Dalam sebuah hadits dijelaskan, wanita adalah tiang negara. Hancur atau majunya suatu negara tergantung bagaimana kondisi perempuan yang ada di dalamnya. Dengan kata lain, parameter kemajuan sebuah negara juga tidaklah lepas dari bagaimana kualitas sumber daya perempuannya. Di beberapa negara, kehadiran perempuan di ranah politik sering kurang mendapatkan apresiasi dan dukungan positif. Padahal jika perempuan benar-benar kompeten dalam bidangnya, mereka pun pasti bisa merubah dunia.


Salah satu sosok perempuan tangguh yang mengabdikan hidupnya kepada negara dan patut untuk diteladani adalah Tri Rismaharini. Nama perempuan ini tercatat sebagai kandidat Wali Kota Terbaik Dunia Versi The City Mayors Foundation.
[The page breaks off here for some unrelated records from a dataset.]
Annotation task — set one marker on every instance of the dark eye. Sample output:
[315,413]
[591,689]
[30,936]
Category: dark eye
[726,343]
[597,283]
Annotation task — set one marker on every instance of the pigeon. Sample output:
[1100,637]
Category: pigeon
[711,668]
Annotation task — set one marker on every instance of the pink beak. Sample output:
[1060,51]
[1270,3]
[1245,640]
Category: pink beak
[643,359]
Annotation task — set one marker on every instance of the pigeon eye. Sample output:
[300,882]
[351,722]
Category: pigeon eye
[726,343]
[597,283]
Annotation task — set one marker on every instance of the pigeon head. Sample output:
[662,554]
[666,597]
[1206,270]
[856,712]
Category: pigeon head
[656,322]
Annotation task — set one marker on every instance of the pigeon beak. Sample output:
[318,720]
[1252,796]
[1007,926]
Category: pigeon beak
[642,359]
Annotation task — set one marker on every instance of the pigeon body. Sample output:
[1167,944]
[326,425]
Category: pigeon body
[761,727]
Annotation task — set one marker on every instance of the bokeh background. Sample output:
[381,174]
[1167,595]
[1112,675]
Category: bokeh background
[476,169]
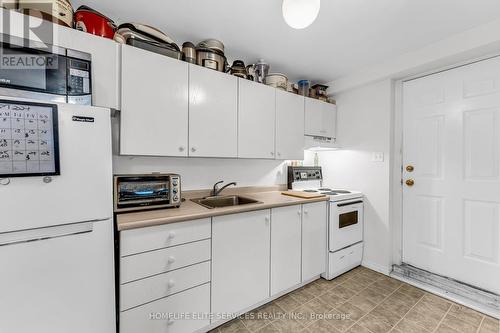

Risma, begitu dia biasa disapa, telah menjabat sebagai walikota Surabaya sejak tahun 2010. Sepak terjang mantan Kepada Dinas Kebersihan dan Pertamanan Surabaya ini telah lama mencuri perhatian publik. Meski perempuan, Risma tak kalah tangguh dari laki-laki. Ia dikenal keras kepala dan tak kenal kompromi dalam bersikap. Hal ini kerap membuat dia menjadi kurang disenangi oleh kalangan DPRD Surabaya. Risma adalah seorang walikota yang berani menentang keras pembangunan tol tengah Surabaya. Ia menilai proyek tersebut tidak akan mampu mengurangi kemacetan dan malah akan membuat Surabaya semakin semrawut.

Pada awal tahun 2011, Risma hampir saja kehilangan jabatan yang baru dilakoni selama setahun. Ia dianggap telah melanggar peraturan perhitungan nilai sewa reklame karena telah menaikkan pajaknya sebesar 25%. Langkah ini dilakukan karena Risma tidak ingin Surabaya menjadi hutan reklame yang juga bisa membahayakan pengguna jalan. Lebih lanjut, Surabaya yang dikenal sebagai kota yang keras dan panas pun akhirnya perlahan berbenah. Ini semua tak lepas dari perhatian sang walikota yang begitu dalam. Wajah bringas Surabaya telah dipermak lewat pembangunan taman-taman di berbagai tempat. Taman-taman tersebut kemudian dapat dimanfaatkan sebagai sarana rekreasi gratis bagi warga Surabaya yang kurang mampu atau jenuh jalan-jalan di Mall.

Begitulah sosok Risma yang dicintai oleh warganya mengemban amanat dari hari ke hari. Kiprah Risma sebagai walikota Surabaya adalah sebuah representasi tokoh Kartini di zaman kini, bahwa perempuan bukanlah kelompok subordinat dalam sebuah komunitas sosial. Dengan meneladani sepak terjang Risma, perempuan dengan sifat yang lemah lembut bisa diandalkan sebagai tumpuan harapan bagi dunianya.

Perjuangan Risma maupun perempuan tangguh lainnya akan selalu dilalui dengan penuh tantangan dan proses yang tidak mudah. Hal sederhana yang perlu kita ingat adalah emansipasi wanita diperjuangkan bukan demi menjadi lebih dominan dari laki-laki, tetapi untuk berdiri sejajar dengan mereka. Perempuan seperti Risma layak menjadi figur yang pantas dicontoh oleh semua orang. Perempuan tidak perlu merasa segan untuk berpartisipasi politik dan berkompetisi dengan laki-laki jika mereka memang ingin mengabdi kepada negara demi mewujudkan sebuah perubahan yang lebih baik.